Loews Launches New Luxe Brand
The rebound in the luxury lodging segment notched another milestone on April 15 when Loews Hotels & Resorts unveiled plans to create a luxury Loews Regency brand separate from its portfolio of 23 hotels and resorts in the U.S. and Canada.
Initially, the new brand consists of two properties. The first is Loews Hotels & Resorts’ existing flagship, the 379-room Loews Regency New York, located on Manhattan’s Park Avenue, a stone’s throw from the Midtown business district and close to well-known museums, shopping and restaurants.
The second is Loews Regency San Francisco, the former Mandarin Oriental, which Loews Hotels & Resorts recently acquired and has now upgraded and rebranded. The 155-room hotel occupies the top 11 floors of an office building on Sansome Street in the city’s booming Financial District.
In launching the brand extension, the challenge for Loews is to get customers—including meeting planners—to distinguish between the level of service and amenities available at Loews Regency and the rest of the portfolio, which the company describes as upper-upscale.
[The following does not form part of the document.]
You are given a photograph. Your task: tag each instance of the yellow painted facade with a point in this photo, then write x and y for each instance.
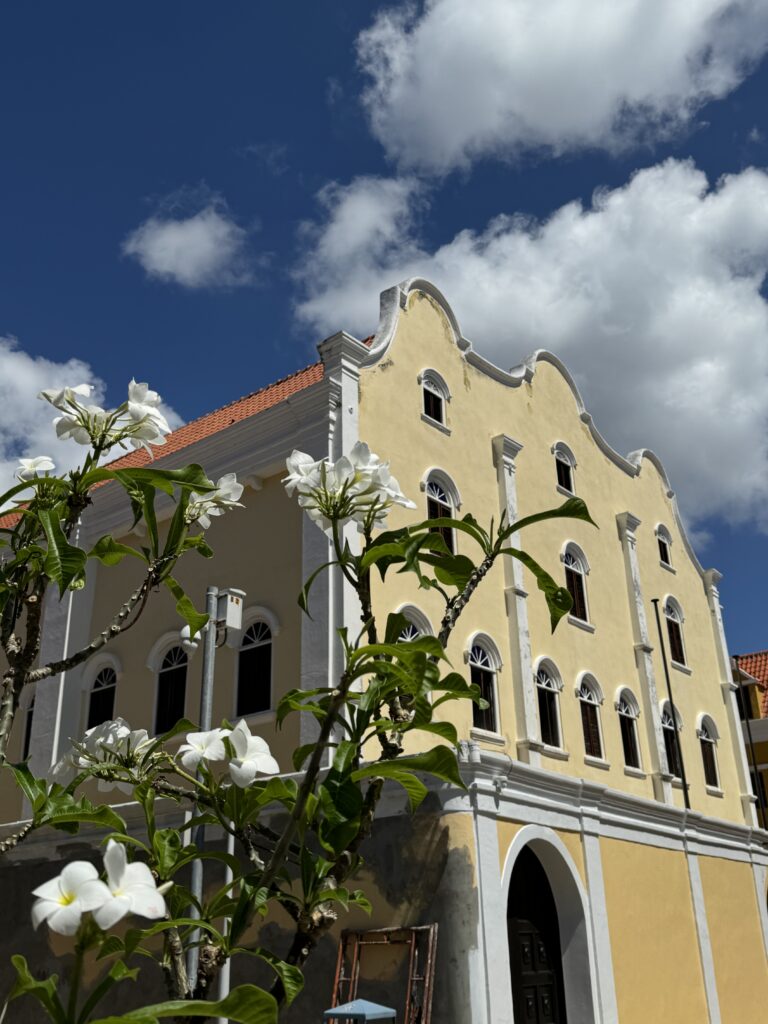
(662, 910)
Jonathan Tisch, Loews Hotels & Resorts’ chairman, speaks of wanting Loews Regency to deliver an “intimate luxury experience.” Defining the brand promise further, Tisch and his colleagues speak of Loews Regency providing “approachable luxury with a personalized style that is warm and engaging.”
Choosing New York and San Francisco as the sites of the first two Loews Regency properties was fortuitous. Each is a gateway city with an established history of luxury lodging, an imposing comp set and strong demand, including from a large international client base.
One feature Tisch and his team plan on introducing in San Francisco and then making a standard brand-wide is the Power Breakfast. Long associated with the New York hotel, each property’s on-site restaurant will strive to become the “place to see and be seen,” where local political figures and business leaders gather each morning to network and do deals.
Theoretically, every planner has an idea of what a true luxury experience amounts to; describing “upper-upscale” is a bit more problematic. At what point then does “upper-upscale” begin to cross the line into “luxury”? Conversely, when does poorly executed luxury start to more closely resemble upper-upscale?
Meanwhile, planners and other travel buyers well know that delivering a consistent level of quality depends on a number of factors: the particular market, age of the asset, condition of the physical plant, last time the property was renovated and so on. In other words, the portfolio of any brand can be a mixed bag.
Take Loews Hotels & Resorts. The portfolio runs the gamut from discreet city hotels in Philadelphia, Washington, D.C. and other major markets to big box, family-friendly group houses in Orlando, where Loews has four—and soon to be five—resorts on the grounds of Universal Orlando.
Clearly differentiating Loews Regency from its cousins is the challenge that awaits.